Italian general during World War II

Carlo Spatocco (31 May 1883 - 28 January 1945) was an Italian general during World War II.

==Biography==
Spatocco was born in Chieti on 31 May 1883, the son of Francesco Spatocco, and after enlisting in the Royal Italian Army he participated in the Italo-Turkish War with the rank of lieutenant. He distinguished himself in the battle of Zanzur (8 June 1912), for which he was decorated with a Bronze Medal of Military Valour. During the First World War he distinguished himself in October 1916 on the Veliki Kribak, receiving another Bronze Medal of Military Valour.
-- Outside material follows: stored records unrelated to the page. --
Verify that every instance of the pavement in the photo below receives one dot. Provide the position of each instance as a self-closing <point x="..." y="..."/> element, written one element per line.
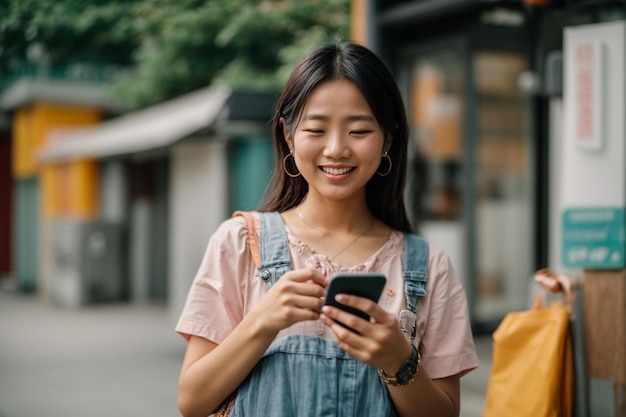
<point x="117" y="360"/>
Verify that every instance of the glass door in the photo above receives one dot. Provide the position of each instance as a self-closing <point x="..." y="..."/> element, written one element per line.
<point x="470" y="186"/>
<point x="503" y="185"/>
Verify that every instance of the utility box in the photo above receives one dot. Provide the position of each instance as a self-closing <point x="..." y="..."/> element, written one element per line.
<point x="88" y="263"/>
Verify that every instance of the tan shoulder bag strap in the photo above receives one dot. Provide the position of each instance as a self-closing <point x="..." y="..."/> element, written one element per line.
<point x="253" y="241"/>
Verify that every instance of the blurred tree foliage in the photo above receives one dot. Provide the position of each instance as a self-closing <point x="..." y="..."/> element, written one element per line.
<point x="171" y="46"/>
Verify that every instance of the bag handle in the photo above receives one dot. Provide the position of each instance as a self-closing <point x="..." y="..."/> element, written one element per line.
<point x="554" y="283"/>
<point x="253" y="241"/>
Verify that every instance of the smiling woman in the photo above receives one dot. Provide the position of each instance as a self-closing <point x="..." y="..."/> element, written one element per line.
<point x="261" y="342"/>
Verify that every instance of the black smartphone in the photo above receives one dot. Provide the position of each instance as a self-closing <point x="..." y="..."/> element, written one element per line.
<point x="367" y="285"/>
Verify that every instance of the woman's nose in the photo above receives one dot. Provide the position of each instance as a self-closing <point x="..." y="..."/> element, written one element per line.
<point x="336" y="146"/>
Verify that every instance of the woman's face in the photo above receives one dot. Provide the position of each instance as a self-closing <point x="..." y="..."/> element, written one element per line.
<point x="337" y="143"/>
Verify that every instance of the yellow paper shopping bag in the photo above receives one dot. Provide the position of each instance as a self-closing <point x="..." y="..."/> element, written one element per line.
<point x="532" y="374"/>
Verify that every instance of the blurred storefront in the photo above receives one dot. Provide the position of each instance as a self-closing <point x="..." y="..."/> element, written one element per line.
<point x="114" y="208"/>
<point x="482" y="82"/>
<point x="6" y="191"/>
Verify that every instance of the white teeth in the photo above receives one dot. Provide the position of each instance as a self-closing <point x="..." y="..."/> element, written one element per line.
<point x="336" y="171"/>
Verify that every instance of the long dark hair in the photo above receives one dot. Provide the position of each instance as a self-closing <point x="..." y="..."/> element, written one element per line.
<point x="385" y="195"/>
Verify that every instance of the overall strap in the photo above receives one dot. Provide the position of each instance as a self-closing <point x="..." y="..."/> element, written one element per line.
<point x="274" y="248"/>
<point x="415" y="269"/>
<point x="253" y="242"/>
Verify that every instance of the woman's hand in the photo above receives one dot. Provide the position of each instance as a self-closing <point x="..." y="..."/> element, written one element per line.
<point x="296" y="296"/>
<point x="378" y="342"/>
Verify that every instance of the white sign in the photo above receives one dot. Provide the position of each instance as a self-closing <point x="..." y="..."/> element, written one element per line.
<point x="588" y="74"/>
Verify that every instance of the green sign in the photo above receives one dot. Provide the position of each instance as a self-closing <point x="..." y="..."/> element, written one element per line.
<point x="593" y="238"/>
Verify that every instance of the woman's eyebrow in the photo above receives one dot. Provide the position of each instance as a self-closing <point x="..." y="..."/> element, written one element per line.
<point x="352" y="118"/>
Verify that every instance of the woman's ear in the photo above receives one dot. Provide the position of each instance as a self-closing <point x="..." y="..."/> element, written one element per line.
<point x="387" y="144"/>
<point x="286" y="134"/>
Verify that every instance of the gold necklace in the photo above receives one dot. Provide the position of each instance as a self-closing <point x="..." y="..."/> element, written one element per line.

After the war he commanded the 17th Infantry Regiment "Acqui" with the rank of colonel.

He participated in the Second Italo-Ethiopian War, fighting in the battle of Amba Aradam, and after promotion to brigadier general, on 16 June 1936, he assumed command of the "Sila" Infantry Brigade. In 1937 he was briefly appointed Administrative Director at the Personnel Office of the Ministry of War in Rome. After promotion to major general on 1 September 1937, he assumed command of the 63rd Infantry Division Cirene, stationed in North Africa, which he kept until 19 September 1940, when he was replaced by General Alessandro de Guidi and took command of the XXI Army Corps for a brief period.

In 1941 he assumed command of the Tripoli Fortress Area, later renamed XX Army Corps, and on 1 July of the same year he was promoted to lieutenant general. On November 29, he assumed command of the IV Army Corps stationed in Albania, replacing General Camillo Mercalli.

When the Armistice of Cassibile was announced, on 8 September 1943, the corps under his command, operating within the 9th Army of General Renzo Dalmazzo, was deployed in Albania, with headquarters in Durrës, and consisted of three infantry divisions (11th Infantry Division Brennero, 49th Infantry Division Parma and 151st Infantry Division Perugia) in addition to various smaller units.

The IV Corps was overrun by German forces during Operation Achse, and on 21 September Spatocco was captured and transferred first to Germany and then to officer POW camp 64Z in Schokken (now Skoki) in Poland, where most Italian generals and admirals captured during Operation Achse had been imprisoned. In January 1945, with the Red Army approaching, the camp was evacuated with a forced march through the snow. Spatocco, unable to keep pace with the other prisoners, was murdered by the SS on 28 January 1945, along with Generals Alberto Trionfi, Emanuele Balbo Bertone, Giuseppe Andreoli, Ugo Ferrero and Alessandro Vaccaneo.